Fibrodysplasia Ossificans Progressive: A Case Report on Rare Musculoskeletal Disorder

Published: November 1, 2022 | DOI:
Manoj Arya, Rajendra Shakunt, Anoop Raj Singh, Shipra Verma, Vinay Kanaujia

1. Assistant Professor, Department of Orthopaedics, SMMH Medical College, Saharanpur, Uttar Pradesh, India. 2. Associate Professor, Department of Orthopaedics, SMMH Medical College, Saharanpur, Uttar Pradesh, India. 3. Assistant Professor, Department of Orthopaedics, SMMH Medical College, Saharanpur, Uttar Pradesh, India. 4. Assistant Professor, Department of Anaesthesilogy, SMMH Medical College, Saharanpur, Uttar Pradesh, India. 5. Assistant Professor, Department of Physical Medicine and Rehabilitation, SMMH Medical College, Saharanpur, Uttar Pradesh, India.

Correspondence Address :
Dr. Vinay Kanaujia,
Assistant Professor, Department of Physical Medicine and Rehabilitation, SMMH Medical College, Saharanpur, Uttar Pradesh, India.

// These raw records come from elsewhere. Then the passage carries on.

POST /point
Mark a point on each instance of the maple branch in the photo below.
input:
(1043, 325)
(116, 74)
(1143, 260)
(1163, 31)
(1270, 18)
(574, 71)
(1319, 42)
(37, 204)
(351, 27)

Fibrodysplasia Ossificans Progressive (FOP) (also known as Myositis ossificans progressiva/Stone man disease/Munchmeyer’s disease) is one of the unfamiliar congenital disorders affecting the musculoskeletal system. It is characterised by extraosseous progressive heterotrophic osteogenesis in muscle, tendon, and ligament and associated deformities in toes. It starts around the age of 3-5 years and aggressively involves the musculoskeletal system; the affected child becomes immobile in the early twenties. The early phase of the disease is often misdiagnosed by medical experts due to its rarity and unfamiliarity. This was a case of FOP in a 5-year-old female child from western Uttar Pradesh. The presenting complaints were swelling in the lower back region, which was gradually increasing in size, and bilateral foot deformity. The diagnosis of FOP was based on elaborated history, clinical examination, and radiological investigation of the skeletal malformations. The child was provided with symptomatic treatment and her parents were counselled regarding the disease course.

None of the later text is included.